Setelah NU dan Muhammadiyah, Kini PGRI Nyatakan Keluar dari POP

0
Ketua Umum PGRI, Unifah Rosyidi. (Suarakarya.co.id/Tri Wahyuni)

JAKARTA (Suara Karya): Persatuan Guru Republik Indonesia (PGRI) memutuskan untuk mundur dari kepesertaan Program Organisasi Penggerak (POP), yang digagas Kementerian Pendidikan dan Kebudayaan (Kemdikbud) untuk peningkatan mutu pendidikan melalui penguatan guru dan kepala sekolah.

Sebelumnya, tindakan serupa dilakukan Lembaga Pendidikan Maarif Nadhatul Ulama (NU) dan Majelis Pendidikan Muhammadiyah. Duo lembaga pendidikan terbesar di Indonesia itu menilai seleksi maupun konsep yang akan dibangun dalam POP tidak jelas.

Seperti dikemukakan Ketua Umum PGRI, Unifah Rosyidi dalam siaran pers, Jumat (24/7/20), keputusan mundur diambil sudah atas persetujuan dari anggota, pengurus di daerah dan Pengurus Besar PGRI melalui Rapat Koordinasi Bersama Pengurus PGRI Provinsi di seluruh Indonesia.

“Rakor bersama dilakukan secara daring pada Kamis (23/7) lalu. Hasil rapat memutuskan PGRI menyatakan keluar dari POP. Ada lima alasan pengunduran diri itu,” ucap Unifah.

Disebutkan, anggaran pemerintah seharusnya tidak dihambur-hamburkan di masa pandemi corona virus disease (covid-19). Pandemi itu meluluhlantakkan semua sektor kehidupan, dengan makin banyaknya pemutusan hubungan kerja (PHK). Kondisi itu tentu saja berimbas pada dunia pendidikan.

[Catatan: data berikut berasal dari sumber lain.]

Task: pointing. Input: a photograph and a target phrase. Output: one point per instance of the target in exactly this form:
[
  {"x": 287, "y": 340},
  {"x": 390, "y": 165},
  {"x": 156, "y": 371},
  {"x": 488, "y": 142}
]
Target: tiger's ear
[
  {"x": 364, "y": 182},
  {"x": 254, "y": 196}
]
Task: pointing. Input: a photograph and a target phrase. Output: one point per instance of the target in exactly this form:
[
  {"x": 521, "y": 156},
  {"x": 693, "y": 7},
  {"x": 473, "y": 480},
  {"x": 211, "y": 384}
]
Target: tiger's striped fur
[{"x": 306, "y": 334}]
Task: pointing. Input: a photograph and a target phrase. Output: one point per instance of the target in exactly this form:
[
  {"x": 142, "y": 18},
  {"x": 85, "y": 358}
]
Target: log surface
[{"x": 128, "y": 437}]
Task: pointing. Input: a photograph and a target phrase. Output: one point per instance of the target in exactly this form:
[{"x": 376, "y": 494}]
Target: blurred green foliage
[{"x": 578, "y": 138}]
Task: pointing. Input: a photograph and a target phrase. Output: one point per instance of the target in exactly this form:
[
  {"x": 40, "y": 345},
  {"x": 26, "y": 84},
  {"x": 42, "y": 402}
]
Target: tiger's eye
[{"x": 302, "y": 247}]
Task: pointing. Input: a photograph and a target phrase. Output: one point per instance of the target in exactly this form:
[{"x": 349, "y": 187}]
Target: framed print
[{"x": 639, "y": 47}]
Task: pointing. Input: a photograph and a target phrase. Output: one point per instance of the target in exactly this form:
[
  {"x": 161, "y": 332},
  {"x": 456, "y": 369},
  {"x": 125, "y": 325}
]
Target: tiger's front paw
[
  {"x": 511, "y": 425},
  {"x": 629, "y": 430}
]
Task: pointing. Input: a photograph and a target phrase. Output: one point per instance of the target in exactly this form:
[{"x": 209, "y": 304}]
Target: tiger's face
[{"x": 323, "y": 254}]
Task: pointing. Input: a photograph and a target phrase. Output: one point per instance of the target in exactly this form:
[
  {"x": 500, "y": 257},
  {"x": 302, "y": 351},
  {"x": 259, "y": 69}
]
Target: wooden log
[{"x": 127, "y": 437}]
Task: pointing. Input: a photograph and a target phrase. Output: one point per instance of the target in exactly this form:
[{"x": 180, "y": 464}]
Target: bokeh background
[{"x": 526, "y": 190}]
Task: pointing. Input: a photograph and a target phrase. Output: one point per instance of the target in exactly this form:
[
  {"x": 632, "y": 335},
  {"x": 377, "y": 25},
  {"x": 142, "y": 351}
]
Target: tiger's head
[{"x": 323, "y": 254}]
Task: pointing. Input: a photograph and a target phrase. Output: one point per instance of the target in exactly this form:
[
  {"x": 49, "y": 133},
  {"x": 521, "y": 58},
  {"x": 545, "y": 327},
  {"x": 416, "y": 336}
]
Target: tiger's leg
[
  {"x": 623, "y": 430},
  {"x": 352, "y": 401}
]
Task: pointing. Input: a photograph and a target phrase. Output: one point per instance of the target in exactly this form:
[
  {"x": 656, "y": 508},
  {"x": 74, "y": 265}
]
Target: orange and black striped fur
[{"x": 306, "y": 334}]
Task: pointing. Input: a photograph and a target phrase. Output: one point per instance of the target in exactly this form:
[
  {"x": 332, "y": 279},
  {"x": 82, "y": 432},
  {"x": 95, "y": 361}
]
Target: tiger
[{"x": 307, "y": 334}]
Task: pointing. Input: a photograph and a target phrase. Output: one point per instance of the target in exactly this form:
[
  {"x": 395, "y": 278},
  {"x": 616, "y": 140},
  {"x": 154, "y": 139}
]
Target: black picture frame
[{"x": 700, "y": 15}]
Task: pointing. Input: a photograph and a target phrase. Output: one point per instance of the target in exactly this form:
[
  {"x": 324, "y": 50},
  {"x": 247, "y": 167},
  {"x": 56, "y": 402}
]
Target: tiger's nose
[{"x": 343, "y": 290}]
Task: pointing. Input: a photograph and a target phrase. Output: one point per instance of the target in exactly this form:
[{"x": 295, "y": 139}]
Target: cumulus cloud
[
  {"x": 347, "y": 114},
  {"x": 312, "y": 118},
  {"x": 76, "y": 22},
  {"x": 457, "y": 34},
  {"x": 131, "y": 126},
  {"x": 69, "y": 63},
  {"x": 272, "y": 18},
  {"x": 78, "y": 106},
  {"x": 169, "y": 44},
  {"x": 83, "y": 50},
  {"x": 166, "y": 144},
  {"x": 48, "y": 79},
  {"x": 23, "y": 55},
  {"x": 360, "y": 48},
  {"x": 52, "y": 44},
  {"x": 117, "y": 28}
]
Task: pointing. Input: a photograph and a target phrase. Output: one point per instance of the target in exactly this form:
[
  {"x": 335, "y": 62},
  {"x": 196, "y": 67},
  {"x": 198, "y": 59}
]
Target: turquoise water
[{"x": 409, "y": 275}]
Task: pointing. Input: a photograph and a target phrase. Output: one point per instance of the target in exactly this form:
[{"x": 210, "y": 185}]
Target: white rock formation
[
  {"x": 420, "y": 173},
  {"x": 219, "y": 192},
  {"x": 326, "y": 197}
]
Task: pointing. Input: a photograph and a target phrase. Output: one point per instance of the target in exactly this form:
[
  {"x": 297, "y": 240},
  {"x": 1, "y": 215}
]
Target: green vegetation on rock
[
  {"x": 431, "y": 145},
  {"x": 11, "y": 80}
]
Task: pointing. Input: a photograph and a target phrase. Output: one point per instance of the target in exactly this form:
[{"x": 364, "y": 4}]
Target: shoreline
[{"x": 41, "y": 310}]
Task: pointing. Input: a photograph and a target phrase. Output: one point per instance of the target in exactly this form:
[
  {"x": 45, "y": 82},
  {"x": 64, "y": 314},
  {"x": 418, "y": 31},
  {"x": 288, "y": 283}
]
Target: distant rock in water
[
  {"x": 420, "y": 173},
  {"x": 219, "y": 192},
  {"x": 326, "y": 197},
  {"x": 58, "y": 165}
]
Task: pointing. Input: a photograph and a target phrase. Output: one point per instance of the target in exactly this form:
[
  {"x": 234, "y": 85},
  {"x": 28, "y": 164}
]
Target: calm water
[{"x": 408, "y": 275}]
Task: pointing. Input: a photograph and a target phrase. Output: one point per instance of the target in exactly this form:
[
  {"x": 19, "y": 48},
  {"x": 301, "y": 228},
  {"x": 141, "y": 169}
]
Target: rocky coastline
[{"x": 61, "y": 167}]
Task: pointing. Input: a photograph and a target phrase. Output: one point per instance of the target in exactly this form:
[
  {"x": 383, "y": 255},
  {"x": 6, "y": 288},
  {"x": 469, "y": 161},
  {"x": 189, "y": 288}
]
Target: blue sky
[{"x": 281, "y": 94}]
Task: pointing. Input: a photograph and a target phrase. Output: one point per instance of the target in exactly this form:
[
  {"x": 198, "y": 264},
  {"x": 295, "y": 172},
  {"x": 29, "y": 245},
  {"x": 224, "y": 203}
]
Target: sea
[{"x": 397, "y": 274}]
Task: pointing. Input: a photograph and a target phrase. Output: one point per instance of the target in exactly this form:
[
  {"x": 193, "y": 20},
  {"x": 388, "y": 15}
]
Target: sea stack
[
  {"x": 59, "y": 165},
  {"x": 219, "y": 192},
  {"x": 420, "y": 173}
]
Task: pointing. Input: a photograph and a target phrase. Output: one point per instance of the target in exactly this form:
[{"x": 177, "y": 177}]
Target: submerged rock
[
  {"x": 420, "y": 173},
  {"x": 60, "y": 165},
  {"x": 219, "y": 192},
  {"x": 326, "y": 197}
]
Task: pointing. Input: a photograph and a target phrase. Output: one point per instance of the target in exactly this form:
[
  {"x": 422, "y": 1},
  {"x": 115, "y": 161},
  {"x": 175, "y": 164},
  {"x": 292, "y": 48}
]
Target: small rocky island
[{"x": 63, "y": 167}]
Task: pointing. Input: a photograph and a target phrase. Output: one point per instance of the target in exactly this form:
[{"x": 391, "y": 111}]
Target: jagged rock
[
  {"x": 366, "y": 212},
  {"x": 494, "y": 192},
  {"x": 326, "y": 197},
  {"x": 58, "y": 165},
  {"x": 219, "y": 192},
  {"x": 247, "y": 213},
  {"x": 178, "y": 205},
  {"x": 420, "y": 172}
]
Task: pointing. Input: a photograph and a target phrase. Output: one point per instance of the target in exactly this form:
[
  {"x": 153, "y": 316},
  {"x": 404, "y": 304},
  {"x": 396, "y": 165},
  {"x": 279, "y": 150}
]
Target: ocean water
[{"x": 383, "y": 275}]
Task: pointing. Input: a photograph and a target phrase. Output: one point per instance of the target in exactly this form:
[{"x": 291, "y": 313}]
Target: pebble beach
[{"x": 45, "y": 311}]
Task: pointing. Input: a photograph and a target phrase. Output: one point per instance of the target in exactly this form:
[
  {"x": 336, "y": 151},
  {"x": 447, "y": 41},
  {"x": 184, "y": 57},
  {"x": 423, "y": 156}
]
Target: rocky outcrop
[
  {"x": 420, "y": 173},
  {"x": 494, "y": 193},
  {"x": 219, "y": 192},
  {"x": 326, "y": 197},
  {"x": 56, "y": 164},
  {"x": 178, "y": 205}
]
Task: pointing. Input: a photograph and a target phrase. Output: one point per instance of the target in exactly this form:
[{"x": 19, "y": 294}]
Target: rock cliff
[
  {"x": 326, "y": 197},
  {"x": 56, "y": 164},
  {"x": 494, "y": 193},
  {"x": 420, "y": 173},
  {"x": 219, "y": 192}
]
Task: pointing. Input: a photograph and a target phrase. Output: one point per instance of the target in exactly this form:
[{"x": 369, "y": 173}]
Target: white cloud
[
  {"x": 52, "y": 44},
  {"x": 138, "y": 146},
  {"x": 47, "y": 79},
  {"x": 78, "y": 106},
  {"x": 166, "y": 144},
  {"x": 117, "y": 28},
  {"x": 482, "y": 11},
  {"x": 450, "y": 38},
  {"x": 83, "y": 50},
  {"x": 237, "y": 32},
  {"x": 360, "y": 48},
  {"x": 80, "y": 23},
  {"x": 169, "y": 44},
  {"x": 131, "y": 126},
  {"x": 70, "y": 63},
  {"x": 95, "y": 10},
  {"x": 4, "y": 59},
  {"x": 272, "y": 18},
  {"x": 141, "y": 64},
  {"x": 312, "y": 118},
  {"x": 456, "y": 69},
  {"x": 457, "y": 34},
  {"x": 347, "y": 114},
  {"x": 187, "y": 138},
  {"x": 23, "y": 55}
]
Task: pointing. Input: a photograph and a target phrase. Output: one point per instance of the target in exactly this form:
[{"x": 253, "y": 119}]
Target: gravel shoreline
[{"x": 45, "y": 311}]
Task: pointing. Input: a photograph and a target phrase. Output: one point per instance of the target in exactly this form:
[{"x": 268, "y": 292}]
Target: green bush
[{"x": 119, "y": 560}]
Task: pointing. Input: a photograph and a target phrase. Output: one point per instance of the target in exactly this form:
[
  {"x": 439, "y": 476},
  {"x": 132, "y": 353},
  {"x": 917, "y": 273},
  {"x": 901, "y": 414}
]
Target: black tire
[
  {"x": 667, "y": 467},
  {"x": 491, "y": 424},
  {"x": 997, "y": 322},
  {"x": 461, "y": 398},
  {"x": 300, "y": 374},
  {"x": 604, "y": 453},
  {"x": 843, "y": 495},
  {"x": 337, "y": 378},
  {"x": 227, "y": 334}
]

“PGRI berharap pemerintah memiliki sense of crisis atas dampak pandemi covid-19,” ucap Unifah menegaskan.

Ia menilai, sebaiknya dana yang jumlahnya mencapai lebih setengah triliun itu dipakai membantu siswa, guru/honorer, penyediaan infrastruktur di daerah 3T (terluar, terdepan dan terpencil) demi menunjang pembelajaran jarak jauh (PJJ) di masa pandemi saat ini.

Alasan kedua, lanjut Unifah, PGRI memandang perlu kehati-hatian dalam penggunaan anggaran POP. Karena dana itu harus dipertanggungjawabkan secara baik dan benar, berdasarkan Standar Akuntansi Pemerintah. Padahal, waktu pelaksanaannya terlalu singkat.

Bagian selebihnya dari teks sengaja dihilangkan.